Quello che colpisce del suo romanzo è prima di tutto l’ambientazione. Il lettore di gialli, come ha detto prima, è abituato alla grande metropoli, ma qui si trova trasportato nel micro-cosmo delle Langhe torinesi.
Ho già ambientato qui altri miei romanzi e i motivi di questa scelta sono stati molteplici. Prima di tutto le Langhe sono la mia terra, un luogo che quindi conosco bene. È una campagna che amo molto, e che al contempo offre un’ampia serie di spunti. È stata descritta da grandissimi autori, ma il fatto che si continui ancora oggi a scriverne è dovuto al suo carattere misterioso, inafferrabile. È una terra sempre piena di stimoli e di idee.

Parliamo invece dei "buoni" della storia. Il maresciallo Giuseppe (Beppe) Buonanno e Sebastiano Guarienti sono un po’ lo Sherlock Holmes e il John Watson della provincia piemontese?

Questo è il mio romanzo numero nove, anzi meglio l’otto e mezzo, ma l’arrivo della polizia è una novità. Mi sono sempre tenuto abbastanza lontano dalle forze dell’ordine, questa volta invece arriva un maresciallo dei carabinieri, molto simpatico, questo maresciallo Buonanno. È un personaggio importante perché è lui che deve condurre l’inchiesta. Ma di nuovo si tratta più di un anti-ispettore, l’antitesi di quello che si trova nei romanzi classici. Un signor simpatico, dicevo, bonario, se vogliamo molto più vicino a Maigret che non a certi ispettori moderni. I miei romanzi sono anche una saga quindi vediamo tornare alcuni personaggi, come ad esempio Sebastiano Guarienti, un mio personaggio feticcio. Insieme lui e il maresciallo conducono le indagini e cercano di capire le motivazioni dietro al misfatto.  

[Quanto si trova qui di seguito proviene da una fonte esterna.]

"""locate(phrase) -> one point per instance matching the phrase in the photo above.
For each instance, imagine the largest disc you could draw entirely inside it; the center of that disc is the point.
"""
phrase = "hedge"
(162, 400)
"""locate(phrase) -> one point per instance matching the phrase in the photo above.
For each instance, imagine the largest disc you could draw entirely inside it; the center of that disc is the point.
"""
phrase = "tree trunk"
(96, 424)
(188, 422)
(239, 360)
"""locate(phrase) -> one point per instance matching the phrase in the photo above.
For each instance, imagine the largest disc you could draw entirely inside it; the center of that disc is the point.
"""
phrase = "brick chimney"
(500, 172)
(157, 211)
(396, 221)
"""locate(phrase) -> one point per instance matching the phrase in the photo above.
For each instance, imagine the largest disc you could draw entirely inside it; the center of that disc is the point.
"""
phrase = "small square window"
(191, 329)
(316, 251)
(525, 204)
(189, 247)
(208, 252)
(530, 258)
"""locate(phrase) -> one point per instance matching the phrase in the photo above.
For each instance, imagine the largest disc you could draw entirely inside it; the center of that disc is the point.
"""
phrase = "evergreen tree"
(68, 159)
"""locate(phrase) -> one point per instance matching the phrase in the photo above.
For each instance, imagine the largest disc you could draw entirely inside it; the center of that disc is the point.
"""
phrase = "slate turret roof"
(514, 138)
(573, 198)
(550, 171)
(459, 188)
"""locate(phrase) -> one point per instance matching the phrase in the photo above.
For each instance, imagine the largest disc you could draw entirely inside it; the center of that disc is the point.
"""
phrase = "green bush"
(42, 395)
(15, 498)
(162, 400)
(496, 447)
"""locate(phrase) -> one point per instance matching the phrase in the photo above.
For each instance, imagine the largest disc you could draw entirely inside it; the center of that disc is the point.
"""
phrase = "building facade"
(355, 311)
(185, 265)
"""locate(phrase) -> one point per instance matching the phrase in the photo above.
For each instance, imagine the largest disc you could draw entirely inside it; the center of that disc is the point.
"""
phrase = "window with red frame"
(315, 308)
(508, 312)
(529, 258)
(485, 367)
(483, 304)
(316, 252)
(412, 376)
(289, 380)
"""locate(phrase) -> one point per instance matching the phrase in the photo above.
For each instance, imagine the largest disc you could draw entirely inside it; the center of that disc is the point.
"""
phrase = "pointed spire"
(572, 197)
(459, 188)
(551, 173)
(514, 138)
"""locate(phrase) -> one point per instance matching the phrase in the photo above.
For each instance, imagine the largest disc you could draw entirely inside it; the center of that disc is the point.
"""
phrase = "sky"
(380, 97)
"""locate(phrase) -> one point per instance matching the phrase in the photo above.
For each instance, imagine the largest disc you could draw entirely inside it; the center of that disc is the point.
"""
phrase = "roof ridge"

C’è stato un momento preciso in cui ha deciso di dedicarsi alla narrativa oppure si tratta piuttosto di un percorso naturale, dalla sceneggiatura con cui ha iniziato fino ai romanzi?

Io mi sono occupato sempre di sceneggiatura, di cinema, soprattutto di pubblicità. A un certo punto tutti questi sentieri si sono convogliati nella narrativa. Ho pubblicato il mio primo romanzo una ventina di anni fa e da lì poi è nato tutto il resto. Anche come scrittore di romanzi tengo sempre d’occhio la sceneggiatura, la componente visiva della narrazione perché mi sembra interessante. E poi mi viene bene, se così vogliamo dire. Nella mia scrittura ci sono tutta questa serie di altri mestieri che giocano una componente fondamentale.

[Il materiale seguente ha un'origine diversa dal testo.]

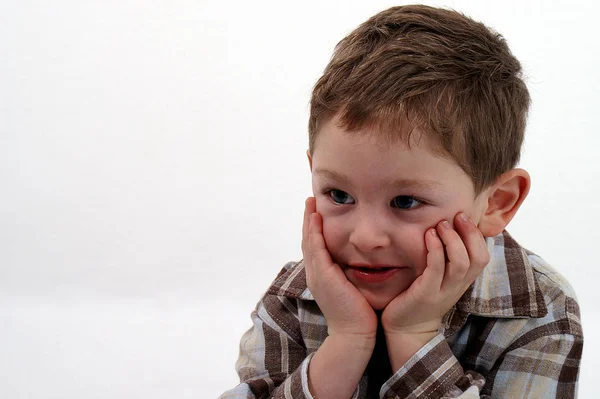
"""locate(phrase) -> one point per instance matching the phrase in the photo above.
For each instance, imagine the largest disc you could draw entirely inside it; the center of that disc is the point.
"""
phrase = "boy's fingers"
(475, 244)
(318, 252)
(458, 257)
(436, 260)
(309, 208)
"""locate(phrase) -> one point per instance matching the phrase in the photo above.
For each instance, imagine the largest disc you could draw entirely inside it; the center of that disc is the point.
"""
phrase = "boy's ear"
(309, 159)
(503, 200)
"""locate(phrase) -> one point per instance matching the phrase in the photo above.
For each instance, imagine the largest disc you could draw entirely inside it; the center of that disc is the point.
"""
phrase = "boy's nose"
(368, 235)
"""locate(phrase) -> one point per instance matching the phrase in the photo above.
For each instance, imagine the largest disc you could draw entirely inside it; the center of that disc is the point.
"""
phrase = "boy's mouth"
(372, 273)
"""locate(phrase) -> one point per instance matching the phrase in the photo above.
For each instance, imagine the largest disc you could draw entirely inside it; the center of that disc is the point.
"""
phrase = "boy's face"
(378, 200)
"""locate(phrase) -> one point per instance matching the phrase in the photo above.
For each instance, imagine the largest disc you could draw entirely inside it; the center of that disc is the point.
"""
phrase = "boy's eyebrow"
(398, 183)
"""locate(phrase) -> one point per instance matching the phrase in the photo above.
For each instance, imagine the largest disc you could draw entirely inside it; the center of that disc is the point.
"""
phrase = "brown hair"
(437, 69)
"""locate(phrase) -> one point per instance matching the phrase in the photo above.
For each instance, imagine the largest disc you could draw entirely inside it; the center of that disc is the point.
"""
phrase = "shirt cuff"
(430, 373)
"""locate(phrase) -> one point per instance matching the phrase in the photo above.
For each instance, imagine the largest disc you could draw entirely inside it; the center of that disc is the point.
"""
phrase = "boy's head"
(433, 69)
(419, 115)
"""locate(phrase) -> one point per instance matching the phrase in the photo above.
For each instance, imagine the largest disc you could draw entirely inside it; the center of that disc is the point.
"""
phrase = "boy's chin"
(378, 303)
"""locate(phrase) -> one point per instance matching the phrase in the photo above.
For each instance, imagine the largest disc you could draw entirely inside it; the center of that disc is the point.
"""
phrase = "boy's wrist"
(402, 346)
(354, 341)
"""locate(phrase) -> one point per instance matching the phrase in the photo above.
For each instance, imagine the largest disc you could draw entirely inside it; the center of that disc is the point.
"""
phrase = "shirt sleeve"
(273, 361)
(544, 366)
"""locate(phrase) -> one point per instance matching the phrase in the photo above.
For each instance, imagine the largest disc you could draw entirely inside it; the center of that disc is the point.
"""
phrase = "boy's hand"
(348, 313)
(419, 310)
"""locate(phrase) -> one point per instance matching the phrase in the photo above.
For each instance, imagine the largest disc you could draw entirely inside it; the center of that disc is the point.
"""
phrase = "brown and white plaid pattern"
(515, 333)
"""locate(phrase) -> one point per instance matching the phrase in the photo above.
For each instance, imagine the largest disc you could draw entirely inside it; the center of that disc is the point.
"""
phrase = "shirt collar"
(507, 287)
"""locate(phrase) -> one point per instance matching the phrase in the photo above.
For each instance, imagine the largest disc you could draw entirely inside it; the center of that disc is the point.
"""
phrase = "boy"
(410, 287)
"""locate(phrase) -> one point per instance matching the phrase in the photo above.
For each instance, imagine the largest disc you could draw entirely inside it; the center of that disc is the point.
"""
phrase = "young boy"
(410, 287)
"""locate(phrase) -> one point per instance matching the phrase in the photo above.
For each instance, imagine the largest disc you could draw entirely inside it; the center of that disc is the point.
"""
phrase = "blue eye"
(405, 202)
(340, 197)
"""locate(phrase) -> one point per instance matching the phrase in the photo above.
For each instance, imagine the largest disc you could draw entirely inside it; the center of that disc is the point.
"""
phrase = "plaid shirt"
(515, 333)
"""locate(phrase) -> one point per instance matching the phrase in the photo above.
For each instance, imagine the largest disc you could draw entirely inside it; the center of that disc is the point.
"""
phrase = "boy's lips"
(372, 273)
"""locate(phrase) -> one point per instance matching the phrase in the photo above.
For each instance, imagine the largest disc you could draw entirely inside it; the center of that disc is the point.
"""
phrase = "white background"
(153, 174)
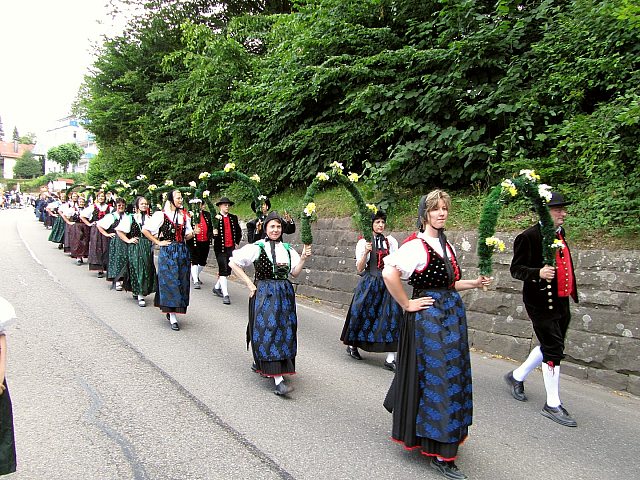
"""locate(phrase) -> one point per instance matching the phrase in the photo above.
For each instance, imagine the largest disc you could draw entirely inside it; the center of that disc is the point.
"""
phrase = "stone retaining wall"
(603, 342)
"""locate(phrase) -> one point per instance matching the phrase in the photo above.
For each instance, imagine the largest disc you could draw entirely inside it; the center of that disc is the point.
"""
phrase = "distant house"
(10, 152)
(67, 130)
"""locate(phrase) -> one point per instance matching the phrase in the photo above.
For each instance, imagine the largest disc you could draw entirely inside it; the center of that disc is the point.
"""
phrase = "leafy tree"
(27, 166)
(65, 155)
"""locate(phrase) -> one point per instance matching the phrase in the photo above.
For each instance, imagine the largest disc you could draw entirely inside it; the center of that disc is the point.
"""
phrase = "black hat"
(256, 206)
(557, 200)
(224, 200)
(271, 217)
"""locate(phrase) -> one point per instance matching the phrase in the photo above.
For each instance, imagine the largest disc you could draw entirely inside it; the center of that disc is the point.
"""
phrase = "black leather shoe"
(283, 389)
(515, 387)
(448, 469)
(558, 415)
(353, 352)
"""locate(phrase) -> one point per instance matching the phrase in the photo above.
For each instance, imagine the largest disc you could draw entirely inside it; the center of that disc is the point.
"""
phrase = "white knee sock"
(551, 376)
(223, 286)
(533, 360)
(194, 273)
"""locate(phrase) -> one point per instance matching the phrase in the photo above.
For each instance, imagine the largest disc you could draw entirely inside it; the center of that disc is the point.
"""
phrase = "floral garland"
(526, 184)
(348, 181)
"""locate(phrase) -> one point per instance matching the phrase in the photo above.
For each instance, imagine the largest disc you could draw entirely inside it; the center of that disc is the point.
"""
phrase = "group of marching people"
(431, 393)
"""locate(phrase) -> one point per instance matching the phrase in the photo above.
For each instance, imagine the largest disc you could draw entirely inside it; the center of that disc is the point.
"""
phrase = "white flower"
(545, 192)
(337, 166)
(310, 209)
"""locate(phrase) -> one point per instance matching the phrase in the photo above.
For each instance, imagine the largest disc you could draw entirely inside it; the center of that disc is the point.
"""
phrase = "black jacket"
(526, 265)
(218, 240)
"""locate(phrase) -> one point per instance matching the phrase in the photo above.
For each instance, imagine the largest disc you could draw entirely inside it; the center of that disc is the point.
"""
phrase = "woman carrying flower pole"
(431, 394)
(98, 243)
(141, 277)
(170, 229)
(373, 319)
(117, 251)
(273, 323)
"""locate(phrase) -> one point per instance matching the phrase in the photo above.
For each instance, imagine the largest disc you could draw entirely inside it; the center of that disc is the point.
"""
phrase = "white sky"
(46, 51)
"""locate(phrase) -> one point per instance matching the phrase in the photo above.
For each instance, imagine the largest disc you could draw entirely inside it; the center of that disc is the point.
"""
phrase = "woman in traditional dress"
(273, 322)
(98, 243)
(431, 394)
(374, 317)
(55, 209)
(141, 276)
(170, 229)
(117, 260)
(77, 231)
(7, 438)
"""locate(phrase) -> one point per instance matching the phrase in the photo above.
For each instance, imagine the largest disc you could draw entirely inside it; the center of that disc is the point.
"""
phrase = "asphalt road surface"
(104, 389)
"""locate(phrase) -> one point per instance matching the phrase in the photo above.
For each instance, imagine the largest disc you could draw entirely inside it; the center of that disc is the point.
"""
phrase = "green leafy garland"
(348, 181)
(526, 184)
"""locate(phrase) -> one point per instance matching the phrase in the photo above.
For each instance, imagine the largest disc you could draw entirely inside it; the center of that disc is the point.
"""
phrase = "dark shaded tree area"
(414, 94)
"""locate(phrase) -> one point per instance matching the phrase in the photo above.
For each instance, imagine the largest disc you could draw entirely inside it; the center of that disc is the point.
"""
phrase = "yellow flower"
(310, 209)
(337, 167)
(495, 242)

Invece i dati sulla lettura in Italia sono molto sconfortanti. Come scrittore si pone il problema del pubblico, di come raggiungerlo?
Arrivare alle persone è difficile e il nostro è un paese in cui si legge davvero molto poco. Ma in Italia c’è anche un’altra faccia della medaglia da considerare, uno zoccolo duro composto da lettori interessati e accaniti. Il problema per un autore, naturalmente, è quello di farsi leggere, però direi che quando si scrive non bisogna pensare al pubblico e neanche all’editore. Il pensiero in origine deve essere per la materia del romanzo. Il resto viene dopo. Perché se si strizza troppo l’occhio alla popolarità la scrittura ne risente, nascono i cosiddetti "libri furbi". La narrativa deve essere prima di tutto sincera e onesta nei confronti di chi legge.

Se dovesse promuovere la lettura con una battuta, con una frase…
I  libri tengono molta compagnia. E, ammesso che esistano ancora gli ombrelloni o che questa estate si possa andare al mare, sono un peso leggero da portare con sé.